1. Educar a coletividade utilizando as inovações técnicas a fim de que ela se torne capaz de selecionar e julgar o que de melhor se adapta à personalidade de cada um dentro das necessidades da coletividade;

2. Combater o ensino baseado em opiniões pré-estabelecidas e preconceitos aceitos como dogmas;

3. Reorganizar os meios de difusão cultural. (...) Consideramos essencial a substituição do individualismo e do exclusivismo pelo coletivismo em música, preconizamos para o ensino musical as formas coletivas de ensino: canto orfeônico e conjunto instrumental" (Ibid, p.24-5).
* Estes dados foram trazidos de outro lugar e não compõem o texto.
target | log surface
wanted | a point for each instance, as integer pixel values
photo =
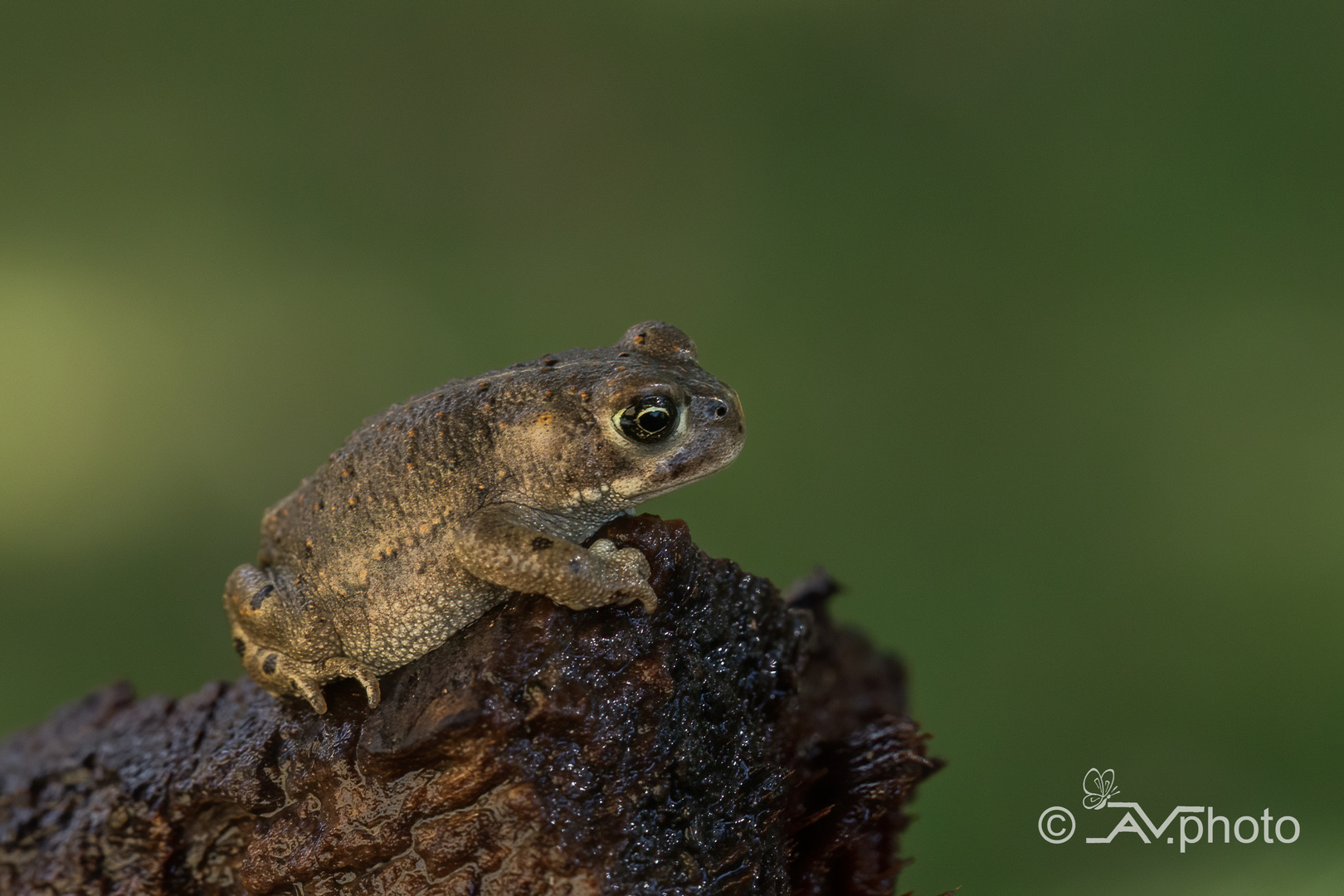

            Depois de diversas práticas influenciadas por "movimentos educacionais e estéticos, demonstrando práticas rígidas e flexíveis, especializadas e integradas, unimetódicas e ecléticas, tradicionais e inovadoras" (OLIVEIRA, 1992, p.38), a educação musical brasileira nos anos 60 viveu tendências que ressaltavam a sensibilidade, criação e improvisação. Discute-se o que é sensibilizar e musicalizar e afirmam-se palavras-chave como Iniciação Musical, Musicalização, Arte-Educação, Sensibilização, Métodos.
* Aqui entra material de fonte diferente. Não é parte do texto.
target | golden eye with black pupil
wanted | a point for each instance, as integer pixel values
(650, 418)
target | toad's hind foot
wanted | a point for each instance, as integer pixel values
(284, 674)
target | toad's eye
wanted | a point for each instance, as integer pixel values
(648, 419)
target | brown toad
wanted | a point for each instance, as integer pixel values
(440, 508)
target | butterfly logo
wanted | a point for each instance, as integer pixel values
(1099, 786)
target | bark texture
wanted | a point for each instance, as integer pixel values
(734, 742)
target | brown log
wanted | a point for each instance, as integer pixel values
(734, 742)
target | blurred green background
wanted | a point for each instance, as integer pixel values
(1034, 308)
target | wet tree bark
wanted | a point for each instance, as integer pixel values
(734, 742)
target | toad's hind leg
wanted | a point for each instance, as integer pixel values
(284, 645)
            Em 1971, a música passou a fazer parte de um ensino interdisciplinar, com base no artigo 7º da Lei 5.692 de 1971. Com esta reforma, a Educação Artística foi introduzida nos currículos escolares de I e II Graus, trazendo problemas para o ensino da música, bem como para as outras artes (artes plásticas e artes cênicas). A partir de 1971, o professor de Educação Artística ficou responsável por uma prática pedagógica polivalente. Consequentemente, aqueles profissionais que tinham formação na área da música davam aulas de música e, esporadicamente, pincelavam tentativas com atividades de artes plásticas e artes cênicas. Entretanto, aqueles professores que não tinham formação em música acabavam ministrando aulas apenas nas outras áreas. Por outro lado, os cursos de Licenciatura em Educação Artística ofereciam disciplinas nas três áreas, disto resultando uma aprendizagem rápida e superficial.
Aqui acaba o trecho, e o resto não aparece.